Despite this bear market for the industry, Sargent says Rumpke has managed to land enough vendors which are buying what they're selling.

“We really have a lot of markets within about a 250 to 300-mile radius of Cincinnati. That's plastic, that's glass, that's aluminum, it's steel and definitely paper,” Sargent says.

When paper is recycled it's broken down to pulp. Pulp also makes cardboard and WestRock has diversified its portfolio by cashing in on cardboard.

“WestRock manufactures the majority of all pizza boxes in the country,” says General Manager Mike Laverty. “We have mills all over the country, all over the world. So we need this product.”

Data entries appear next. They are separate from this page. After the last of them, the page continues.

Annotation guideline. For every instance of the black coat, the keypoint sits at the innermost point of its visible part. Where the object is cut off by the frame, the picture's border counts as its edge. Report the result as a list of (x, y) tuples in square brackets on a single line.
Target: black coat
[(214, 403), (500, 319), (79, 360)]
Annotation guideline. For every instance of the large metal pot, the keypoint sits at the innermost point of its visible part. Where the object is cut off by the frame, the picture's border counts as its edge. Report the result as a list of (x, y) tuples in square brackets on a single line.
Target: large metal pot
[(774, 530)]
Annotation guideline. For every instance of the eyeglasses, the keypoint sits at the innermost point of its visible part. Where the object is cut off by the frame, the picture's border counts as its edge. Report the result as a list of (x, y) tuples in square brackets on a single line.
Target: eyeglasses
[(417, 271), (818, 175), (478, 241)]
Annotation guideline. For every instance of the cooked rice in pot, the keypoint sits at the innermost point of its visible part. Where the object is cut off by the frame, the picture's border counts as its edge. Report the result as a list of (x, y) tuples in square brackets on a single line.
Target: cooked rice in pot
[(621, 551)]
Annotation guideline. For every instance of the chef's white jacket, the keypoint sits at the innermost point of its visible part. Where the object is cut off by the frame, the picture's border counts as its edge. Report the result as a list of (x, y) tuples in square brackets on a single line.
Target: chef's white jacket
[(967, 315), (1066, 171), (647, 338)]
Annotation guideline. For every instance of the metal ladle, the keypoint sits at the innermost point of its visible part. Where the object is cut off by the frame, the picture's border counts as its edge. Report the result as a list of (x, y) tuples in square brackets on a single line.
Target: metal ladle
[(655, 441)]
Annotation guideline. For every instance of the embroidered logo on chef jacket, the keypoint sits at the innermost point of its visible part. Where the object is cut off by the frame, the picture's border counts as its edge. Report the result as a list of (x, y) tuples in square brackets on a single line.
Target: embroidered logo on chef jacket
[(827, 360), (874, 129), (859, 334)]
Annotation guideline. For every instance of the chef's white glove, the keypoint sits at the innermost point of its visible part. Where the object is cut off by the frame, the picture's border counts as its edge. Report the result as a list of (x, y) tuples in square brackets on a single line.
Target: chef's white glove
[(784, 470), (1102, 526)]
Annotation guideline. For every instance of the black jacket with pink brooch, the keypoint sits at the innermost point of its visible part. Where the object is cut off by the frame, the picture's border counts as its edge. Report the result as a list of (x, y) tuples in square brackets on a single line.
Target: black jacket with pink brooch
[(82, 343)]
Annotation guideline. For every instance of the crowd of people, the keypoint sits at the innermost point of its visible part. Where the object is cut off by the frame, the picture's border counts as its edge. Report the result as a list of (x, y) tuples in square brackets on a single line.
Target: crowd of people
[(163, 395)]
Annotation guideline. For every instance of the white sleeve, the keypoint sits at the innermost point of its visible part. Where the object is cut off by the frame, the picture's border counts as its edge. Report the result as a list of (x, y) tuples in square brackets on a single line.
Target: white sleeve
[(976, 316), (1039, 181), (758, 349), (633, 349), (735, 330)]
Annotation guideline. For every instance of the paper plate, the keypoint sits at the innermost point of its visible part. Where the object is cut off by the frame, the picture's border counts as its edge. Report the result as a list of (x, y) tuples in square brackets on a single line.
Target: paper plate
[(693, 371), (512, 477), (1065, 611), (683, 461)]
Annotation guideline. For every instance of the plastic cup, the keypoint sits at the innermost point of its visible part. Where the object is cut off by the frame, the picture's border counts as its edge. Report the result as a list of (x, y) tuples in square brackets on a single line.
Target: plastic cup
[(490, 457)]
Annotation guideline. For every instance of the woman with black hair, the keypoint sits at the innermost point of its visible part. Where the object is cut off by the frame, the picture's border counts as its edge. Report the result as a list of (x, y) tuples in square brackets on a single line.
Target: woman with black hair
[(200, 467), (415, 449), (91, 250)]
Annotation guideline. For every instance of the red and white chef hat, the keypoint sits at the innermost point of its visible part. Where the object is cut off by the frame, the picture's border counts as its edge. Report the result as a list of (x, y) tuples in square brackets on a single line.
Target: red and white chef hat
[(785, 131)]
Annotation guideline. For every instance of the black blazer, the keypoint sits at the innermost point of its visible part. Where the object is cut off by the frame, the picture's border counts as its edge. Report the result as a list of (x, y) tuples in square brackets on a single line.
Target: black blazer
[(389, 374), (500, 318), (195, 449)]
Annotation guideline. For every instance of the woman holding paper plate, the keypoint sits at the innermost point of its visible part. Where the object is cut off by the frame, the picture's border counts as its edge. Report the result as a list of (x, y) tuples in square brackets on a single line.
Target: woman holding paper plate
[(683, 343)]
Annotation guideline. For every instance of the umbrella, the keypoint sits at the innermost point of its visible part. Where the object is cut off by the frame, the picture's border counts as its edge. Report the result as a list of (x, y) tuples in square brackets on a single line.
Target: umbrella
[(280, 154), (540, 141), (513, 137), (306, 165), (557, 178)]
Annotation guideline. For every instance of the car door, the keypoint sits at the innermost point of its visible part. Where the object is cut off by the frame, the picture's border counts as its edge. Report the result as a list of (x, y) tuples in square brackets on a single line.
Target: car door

Packaging operations are primed to capitalize on what's known as the "Amazon Effect."

“People are buying everything through Amazon and through other online programs and everything's getting shipped to their houses,” Laverty explains. “As long as there's a need for boxes to put material in and ship material, then there's going to be a demand for our cardboard that we recycle.”

While WestRock hasn't cornered the market, it feels well-positioned for the future of recycling.

So does Rumpke.

“We’re going to be a much stronger recycling industry, we have to be,” says Rumpke’s Steve Sargent. “Our industry is challenged right now, but the worst thing that we could do would be to leave the recycling business and the recycling commitment.”

Those in the recycling business don't see waste as a waste of time and money. Every ton recycled does a ton of good, and Mike Laverty says anything that slows the process of landfills filling up is a good thing.

“It's better than burying it in the ground. We can reuse it.”